4

How can I get a list of all organisations from DBpedia? By "organisation", I mean a entity of any type that is either a organisation or any subclass of organisation.

I found the question How to get all companies from DBPedia? but this doesn't work in the current DBpedia SPARQL web version and I wasn't able to adapt the query.

Josef
  • 1,467
  • 2
  • 24
  • 40
  • 1
    Would be could to see the query that you tried. And what "does not work" means - returned nothing, an incomplete result, the wrong result... – UninformedUser Apr 25 '16 at 14:54
  • 1
    In the query of your link, the prefix `dbpedia-owl` is now different `dbo` – UninformedUser Apr 25 '16 at 14:55
  • Please note that I have updated my answer: the filter was not in the right place. – Ivo Velitchkov Apr 25 '16 at 14:57
  • 2
    I've updated the answer to [How to get all companies from DBPedia?](https://stackoverflow.com/questions/20937556/how-to-get-all-companies-from-dbpedia) to include the appropriate prefix definition. – Joshua Taylor Apr 25 '16 at 15:57

2 Answers2

5

To simply get all resources that are an instance of dbo:Organization or its subclass:

PREFIX rdfs: <http://www.w3.org/2000/01/rdf-schema#>
PREFIX dbo: <http://dbpedia.org/ontology/>
SELECT DISTINCT ?org { ?org a/rdfs:subClassOf* dbo:Organisation . }

However, as the question you linked shows, DBpedia has a cap on how many results are returned. So, as in the answer to said question, you can use a subquery with LIMIT and OFFSET to get all the results in chunks:

PREFIX rdfs: <http://www.w3.org/2000/01/rdf-schema#>
PREFIX dbo: <http://dbpedia.org/ontology/>
SELECT ?org {
  SELECT DISTINCT ?org {
    ?org a/rdfs:subClassOf* dbo:Organisation .
 } ORDER BY ?org
}
LIMIT 10000 OFFSET 0

This would get you the first 10000 results. To get the next 10000, just add 10000 to the offset: LIMIT 10000 OFFSET 10000. Then, the next 10000 with OFFSET 20000, and so on.

evsheino
  • 2,147
  • 18
  • 20
  • when I read your answer, I first thought that indeed using `*` (zero or more) is more efficient, but only more efficient way. But in fact it gives more results than `a|a/rdfs:subClassOf+`. How would you explain that? – Ivo Velitchkov Apr 25 '16 at 14:50
  • I get the same amount of results with count disctinct (350113). – evsheino Apr 25 '16 at 15:31
  • Indeed, but using it in the query I suggested, it is 350113 with |+ and 386676 with*. Any idea why? – Ivo Velitchkov Apr 25 '16 at 16:00
  • I've no idea why they differ. I don't think they should, tho. – evsheino Apr 25 '16 at 16:46
  • `+` means instances of subclasses or descendants of `dbo:Organization`, while `*` also includes the instances that are only asserted to the `dbo:Organisation`. – UninformedUser Apr 25 '16 at 20:12
  • 2
    @AKSW Yes, but the property paths in question are `a|a/rdfs:subClassOf+` vs. `a/rdfs:subClassOf*`, which are equal if I'm not mistaken. – evsheino Apr 26 '16 at 04:59
3

You can get all organisations with a query like this, giving you English label and Wikipedia page for those resources that have it:

PREFIX  rdf: <http://www.w3.org/1999/02/22-rdf-syntax-ns#>
PREFIX    o: <http://dbpedia.org/ontology/>
PREFIX foaf: <http://xmlns.com/foaf/0.1/>

SELECT DISTINCT   ?orgURI ?orgName ?Wikipedia_page

WHERE {
           ?orgURI  a                  o:Organisation .

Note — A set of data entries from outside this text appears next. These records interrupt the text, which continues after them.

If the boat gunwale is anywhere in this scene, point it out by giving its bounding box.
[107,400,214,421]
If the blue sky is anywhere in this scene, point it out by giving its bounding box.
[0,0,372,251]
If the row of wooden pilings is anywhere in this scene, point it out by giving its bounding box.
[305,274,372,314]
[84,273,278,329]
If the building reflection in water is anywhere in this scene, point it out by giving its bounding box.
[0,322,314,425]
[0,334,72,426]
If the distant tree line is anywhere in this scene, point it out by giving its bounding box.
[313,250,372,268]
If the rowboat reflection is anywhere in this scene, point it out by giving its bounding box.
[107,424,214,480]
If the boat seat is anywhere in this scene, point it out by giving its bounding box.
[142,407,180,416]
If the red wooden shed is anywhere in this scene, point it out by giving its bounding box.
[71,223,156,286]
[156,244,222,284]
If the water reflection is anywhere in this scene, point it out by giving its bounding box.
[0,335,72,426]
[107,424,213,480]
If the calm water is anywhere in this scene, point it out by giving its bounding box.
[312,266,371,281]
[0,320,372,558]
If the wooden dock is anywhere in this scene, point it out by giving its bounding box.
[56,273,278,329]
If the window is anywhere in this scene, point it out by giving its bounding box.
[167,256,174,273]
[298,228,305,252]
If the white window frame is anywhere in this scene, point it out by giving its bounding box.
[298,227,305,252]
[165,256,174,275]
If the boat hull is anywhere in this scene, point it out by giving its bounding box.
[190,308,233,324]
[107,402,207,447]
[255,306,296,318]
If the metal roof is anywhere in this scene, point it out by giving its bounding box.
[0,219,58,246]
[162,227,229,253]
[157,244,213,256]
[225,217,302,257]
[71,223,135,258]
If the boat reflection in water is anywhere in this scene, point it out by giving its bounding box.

OPTIONAL { ?orgURI  rdfs:label         ?orgName . 
                    FILTER (lang(?orgName) = "en") }

OPTIONAL { ?orgURI  ^foaf:primaryTopic ?Wikipedia_page }

}

ORDER BY ?orgName

This will currently return 350033 results for those resources that are classified as http://dbpedia.org/ontology/Organisation.

To get also the members of subclasses of http://dbpedia.org/ontology/Organisation, you can change the first pattern by turning the property into a property path going though zero or more rdfs:subClassOf:

?orgURI  a/rdfs:subClassOf*  o:Organisation
TallTed
  • 9,069
  • 2
  • 22
  • 37
Ivo Velitchkov
  • 2,361
  • 11
  • 21